Format-wise, Forza 6 sticks to the tried and tested. You start off with a small but useful variety of cars in your garage, enabling you to choose between, say, a front-wheel drive hot-hatchback or a rear-wheel drive coupe, and as long as you keep placing in the top three in each race of the first series, you unlock another series of races, and so on. The race series are split up into five “Volumes”, which take you from hot hatches up to exotica like Indycars and endurance racers.
You also soon gain access to Showcases, which mix things like passing challenges with the likes of endurance racing and taking on Top Gear’s Stig (the now ex-presenters of Top Gear all feature in voiceover). Again, those are quirky and show how the franchise has finally loosened up. Other cute touches abound, such as wacky paint-jobs: you can participate in races, for instance, in a Mitsubishi Evo IX painted in the distinctive colours of the Derbyshire Constabulary.
One welcome addition which has been purloined from the Forza Horizon games is the ability to take a Prize Spin whenever you level up, which either awards you a wad of cash to spend on cars or a car that would otherwise be well out of your price-range. And Forza 6 has one big new concept of its own: Mods. You can cash in the money you win from racing to buy packs of them and, as the name suggests, they give you perks, such as a percentage increase in grip or braking, or a boost to the amount of XP you earn. There are two types of Mods: ones which apply permanently (of which type you’re only allowed to apply one at a time) and single-shot Mods that expire after a race. They come in pretty handy when, say, you’re racing a car which is a tad under-braked, so have to brake earlier than your rivals. And you can upgrade every part of your car, Gran Turismo-style, although that can sometimes leave your car ineligible for whatever race series you’re participating in.
Online, Forza 6 is impressively fuss-free, with a comprehensive list of race-types (including drifting and drag-racing) that you can jump into with minimal effort, and for those who generally find racing against humans intimidating, there’s a special online mode which turns collisions off, so you can effectively drive through ghost-versions of your race rivals. And you can set up leagues with your mates very easily.

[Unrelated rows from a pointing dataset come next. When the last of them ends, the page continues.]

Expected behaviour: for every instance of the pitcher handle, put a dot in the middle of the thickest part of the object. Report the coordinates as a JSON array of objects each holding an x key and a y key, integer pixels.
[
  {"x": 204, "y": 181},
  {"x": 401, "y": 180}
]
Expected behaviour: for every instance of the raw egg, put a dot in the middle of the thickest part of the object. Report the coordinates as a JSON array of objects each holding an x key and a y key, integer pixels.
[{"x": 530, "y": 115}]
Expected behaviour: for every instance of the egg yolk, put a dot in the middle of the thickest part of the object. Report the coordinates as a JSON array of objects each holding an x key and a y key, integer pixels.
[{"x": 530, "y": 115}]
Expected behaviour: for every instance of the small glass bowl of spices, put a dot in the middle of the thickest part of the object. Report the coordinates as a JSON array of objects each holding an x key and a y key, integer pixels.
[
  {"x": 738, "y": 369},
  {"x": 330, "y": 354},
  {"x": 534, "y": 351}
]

Career mode progresses beautifully, with a nicely crafted difficulty curve, plus early access to some of the world’s best race-tracks, including Silverstone, Brands Hatch, Watkins Glen, Indianapolis, Daytona and the Top Gear test track; there are also plenty of city tracks, which don’t all conform to the twisty-street-racing blueprint, and are amazing to behold. Each race series tends to flit around the world, in a bid to mix up the types of tracks you encounter.
Forza 6 also makes use of its now familiar Drivatar technology, which apes the driving styles of real people who play the game. You can tinker with the difficulty level of the AI drivers (if you crank it up, you earn more XP), and the game also lets you rewind in offline mode, although again you can turn that off and pocket an XP boost.
If we were to make one criticism, it would be that it’s still possible when racing to brake by driving into the side of other cars, although only when you have damage set to cosmetic only – again, you can up your possible XP winnings by turning damage on. Forzas of yore have received criticism for lacking proper damage models, but that is no longer the case in Forza 6.
Forza 6 has everything: the looks, the cars, the tracks, realistic handling, customisability and a great variety of slick and solid online racing. In comparison with Project Cars, it lacks only the latter’s whiff of grease and impression of grittiness. But it definitely constitutes a major source of bragging rights for Xbox One owners, with no hint of when Polyphony Digital’s Kazunori Yamauchi may finally unveil the next Gran Turismo. An absolute must-buy if you own an Xbox One.